Byrne was discharged from harp school in 1822, and it looks like he may have spent the first four years or so of his career visiting Irish aristocrats in their big houses. Evelyn J. Shirley took him to England, apparently in about 1826, and once he was based there his regular job working in the Royal Hotel in Leamington Spa would have given him a lot of exposure to wealthy and influential people. And we shouldn’t underestimate his modest and unassuming manner; I think that wealthy English patrons would value that. And he was definitely able to leverage his novelty value; I am not sure any other harpers were touring in England at this time. Many of his audiences would never have seen or heard a traditional Irish harper playing the wire-strung Irish harp before.
There are gaps in this story of course; I am fully expecting to come across other references in due course that can fill in some of these gaps about when and where he was travelling and staying.
Towards the end of 1837 Byrne went to Edinburgh, and the descriptions of him start to become more florid and high powered. So we will save this next stage of his career and his growing public profile, for part 3.
Edit Tue 17th October 2023: part 3: 1837-1840 is now posted.
Map
I have added places around Warwickshire to my map. This view shows the same map as I showed in Part 1, but zoomed to the area around Leamington. Touch a dot to see its name, click it to get more info. You can also open the map in a new window.
You can also zoom right out to see Patrick Byrne’s places in Ireland. I will continue adding places to this map in future as I work on later periods of his life.
My header image is one of the photographs of Patrick Byrne, taken in Edinbugh in 1845. I created this image digitally from a scan of an original paper negative held by the Scottish National Portrait Gallery, accession number PGP HA 460, used under license CC-BY-SA.
There is a biography of the poet James Martin (1783–1860) at DIB. His two different praise-poems for Patrick Byrne (both preserved in Byrne’s papers at PRONI) are actually quite interesting in what they talk about. Perhaps i will do a separate post about them at some point.
We have more information about Patrick Byrne going to Warwickshire in 1828:
John Scully in his book Ah How d’you do sir (Carrickmacross 2024) p.21 points out that the names of Byrne, and also of Mr and Mrs Napier, appears in the Leamington Spa Courier of Sat 16 Aug 1828, p.2, under “Arrivals”. I think it is reasonable so suppose, that this is Patrick Byrne the harper travelling from Ireland to Warwickshire with his patrons the Napiers of Loughcrew.
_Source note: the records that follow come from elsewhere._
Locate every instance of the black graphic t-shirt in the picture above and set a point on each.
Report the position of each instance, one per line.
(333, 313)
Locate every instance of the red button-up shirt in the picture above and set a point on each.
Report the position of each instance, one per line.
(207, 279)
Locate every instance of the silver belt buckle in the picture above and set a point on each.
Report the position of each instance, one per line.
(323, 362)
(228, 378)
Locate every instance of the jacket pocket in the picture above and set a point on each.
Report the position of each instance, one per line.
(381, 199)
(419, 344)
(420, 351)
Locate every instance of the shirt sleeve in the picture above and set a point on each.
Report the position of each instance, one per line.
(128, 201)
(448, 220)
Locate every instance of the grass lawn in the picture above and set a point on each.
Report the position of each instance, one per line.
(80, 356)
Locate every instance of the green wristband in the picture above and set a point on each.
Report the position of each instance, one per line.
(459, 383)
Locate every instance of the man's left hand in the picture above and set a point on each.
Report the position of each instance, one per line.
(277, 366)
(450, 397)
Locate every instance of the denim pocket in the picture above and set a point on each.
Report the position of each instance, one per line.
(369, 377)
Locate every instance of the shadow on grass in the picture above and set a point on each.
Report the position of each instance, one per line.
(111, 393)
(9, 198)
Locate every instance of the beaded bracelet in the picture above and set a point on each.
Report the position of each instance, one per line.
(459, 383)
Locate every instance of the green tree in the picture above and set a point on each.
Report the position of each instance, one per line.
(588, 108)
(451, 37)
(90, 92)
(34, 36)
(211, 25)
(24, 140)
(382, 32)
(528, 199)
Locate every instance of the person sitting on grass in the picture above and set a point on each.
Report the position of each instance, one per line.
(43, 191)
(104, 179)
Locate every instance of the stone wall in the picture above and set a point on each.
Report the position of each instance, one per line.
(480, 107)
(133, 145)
I found a newspaper advert and editorial for a benefit concert on Tue 17 March 1829, the month before Byrne was at the Shakespeare Club in Stratford-upon-Avon. The advert does not name the harper but I am thinking it must be Byrne, otherwise who else was in Warwickshire at that time?
I think that perhaps more than making money, this may have been intended to attract attention and patronage, and to be a way of getting other gigs.
I also found a notice from March 1837, that he was back at the Royal Hotel. This fits into the gap at the end of this post, just before the last article I put about the tabel d’hote restarting. This shows how one fragment can be found to fill in the story and the sequence of events.
The newspaper continues to report on “the snow which now covers the ground rendering out-door amusements impracticable”.